Un conseil à donner aux Français ? Pas plus à eux qu’aux autres… Juste une recommandation pour tout le monde : Il n’existe pas que le judo de compétition, étudiez un peu plus le judo, étudiez un peu plus profondément !

© DR – L’Esprit du Judo / Abe, c’est surtout une aisance technique dont témoignent ceux qui l’ont côtoyé. Comme ici avec son tai-otoshi.

Rencontre

Comme Maître Kawaishi, Ichiro Abe fait partie de la légende du judo français. Envoyé du Kodokan, cet homme brillant sur lequel tous les témoignages s’accordent pour dire que son niveau technique et pédagogique était sans équivalent à l’époque, fut le Prométhée d’une génération. Dans une période de découverte et de passion, sa magnifique maîtrise, sa science plus élaborée du judo de mouvement eut l’impact d’une révélation bouleversante pour un petit nombre d’élus qui avaient eu la curiosité et la volonté d’aller se rendre compte par eux-mêmes. Par la suite, la puissance de son enseignement a marqué d’une empreinte indélébile, et pour le meilleur, notre patrimoine technique.
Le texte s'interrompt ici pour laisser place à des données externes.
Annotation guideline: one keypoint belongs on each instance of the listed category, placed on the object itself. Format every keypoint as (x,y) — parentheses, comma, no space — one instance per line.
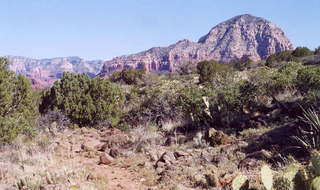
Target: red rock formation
(241,36)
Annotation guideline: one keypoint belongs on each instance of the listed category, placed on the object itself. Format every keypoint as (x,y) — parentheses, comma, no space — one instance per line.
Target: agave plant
(309,135)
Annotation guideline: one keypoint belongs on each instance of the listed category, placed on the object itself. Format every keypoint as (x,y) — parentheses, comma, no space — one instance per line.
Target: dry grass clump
(32,164)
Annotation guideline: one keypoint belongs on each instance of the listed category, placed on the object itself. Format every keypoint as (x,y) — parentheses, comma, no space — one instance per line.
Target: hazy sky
(102,29)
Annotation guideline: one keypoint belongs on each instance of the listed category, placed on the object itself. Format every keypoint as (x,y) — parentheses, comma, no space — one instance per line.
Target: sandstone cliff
(241,36)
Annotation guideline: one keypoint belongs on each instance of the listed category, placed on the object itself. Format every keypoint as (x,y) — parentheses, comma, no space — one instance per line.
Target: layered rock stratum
(241,36)
(43,72)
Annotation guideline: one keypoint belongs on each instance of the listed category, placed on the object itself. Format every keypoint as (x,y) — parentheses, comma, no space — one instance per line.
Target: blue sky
(102,29)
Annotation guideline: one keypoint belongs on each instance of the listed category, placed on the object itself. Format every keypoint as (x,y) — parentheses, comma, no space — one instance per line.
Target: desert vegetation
(209,126)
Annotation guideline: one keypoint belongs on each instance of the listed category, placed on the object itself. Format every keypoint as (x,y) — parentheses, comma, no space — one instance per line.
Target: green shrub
(285,78)
(17,106)
(187,68)
(84,100)
(194,103)
(317,51)
(227,107)
(211,70)
(156,104)
(308,79)
(128,76)
(302,52)
(242,64)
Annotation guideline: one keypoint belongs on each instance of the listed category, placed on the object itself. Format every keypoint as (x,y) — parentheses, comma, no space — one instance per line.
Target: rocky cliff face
(241,36)
(43,72)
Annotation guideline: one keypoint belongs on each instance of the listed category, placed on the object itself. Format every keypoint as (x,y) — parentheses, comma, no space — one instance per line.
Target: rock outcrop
(241,36)
(43,72)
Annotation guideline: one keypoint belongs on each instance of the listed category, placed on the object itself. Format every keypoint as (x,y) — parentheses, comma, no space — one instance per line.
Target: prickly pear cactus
(315,160)
(291,171)
(241,182)
(267,177)
(303,178)
(283,183)
(285,180)
(315,185)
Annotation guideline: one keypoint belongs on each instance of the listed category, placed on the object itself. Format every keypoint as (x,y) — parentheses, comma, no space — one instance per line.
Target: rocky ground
(142,159)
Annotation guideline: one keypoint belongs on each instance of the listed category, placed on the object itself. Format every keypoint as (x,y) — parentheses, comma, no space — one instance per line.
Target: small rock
(215,137)
(114,153)
(53,187)
(105,159)
(7,187)
(180,153)
(168,158)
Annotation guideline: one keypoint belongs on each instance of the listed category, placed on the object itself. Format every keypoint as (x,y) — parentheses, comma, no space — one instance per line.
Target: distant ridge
(43,72)
(241,36)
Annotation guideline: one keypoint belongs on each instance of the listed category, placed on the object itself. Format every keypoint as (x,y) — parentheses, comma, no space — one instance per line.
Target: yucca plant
(309,135)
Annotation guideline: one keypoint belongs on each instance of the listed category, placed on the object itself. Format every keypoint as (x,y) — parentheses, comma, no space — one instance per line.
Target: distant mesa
(241,36)
(43,72)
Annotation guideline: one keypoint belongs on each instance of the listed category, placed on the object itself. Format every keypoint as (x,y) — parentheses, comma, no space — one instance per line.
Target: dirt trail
(82,149)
Il fut aussi un professeur soucieux de faire entendre toute la richesse du judo de Kano et l’un des plus capables de défendre sa philosophie. Ichiro Abe n’est resté que deux ans en France (mais bien sûr, la Belgique n’était pas si loin pour les passionnés…) et son impact fut à tel point considérable que l’on peut à bon droit dire qu’il est, après Kawaishi, le second grand initiateur de notre judo.

C’est-à-dire que pour l’amateur éclairé de judo en visite au prestigieux Kodokan de Tokyo (et qui vient tout juste de se remettre du choc d’avoir reçu un cours de Shozo Fujii lui-même) croiser dans les couloirs un vieux Japonais, mince et droit comme un I, et réaliser qu’il s’agit de Ichiro Abe lui-même a quelque chose d’assez étourdissant ! Le grand expert qui a bouleversé le judo français se glisse avec discrétion dans les couloirs du Kodokan, mais a gardé dans la vieillesse

une forme de prestance et une autorité naturelle seigneuriales, accompagnées d’une exquise courtoisie et de beaucoup de délicatesse pour ses visiteurs, français en particulier. Profitant d’une rencontre de ce type, Patrick Roux et Yves Cadot, représentant l’Ecole Française au Japon lors des championnats du monde 2003 à Osaka, ont incité le vieux maître toujours actif à parler. Cette entrevue s’est faite pour une part en japonais et pour une grande part dans notre langue. Ichiro Abe parle encore un français presque parfait. C’est avec un vrai plaisir, celui du souvenir d’un pays qu’il a aimé et qui l’a aimé, qu’il s’est exprimé. Pour cela et pour tout le reste, qu’il en soit ici remercié.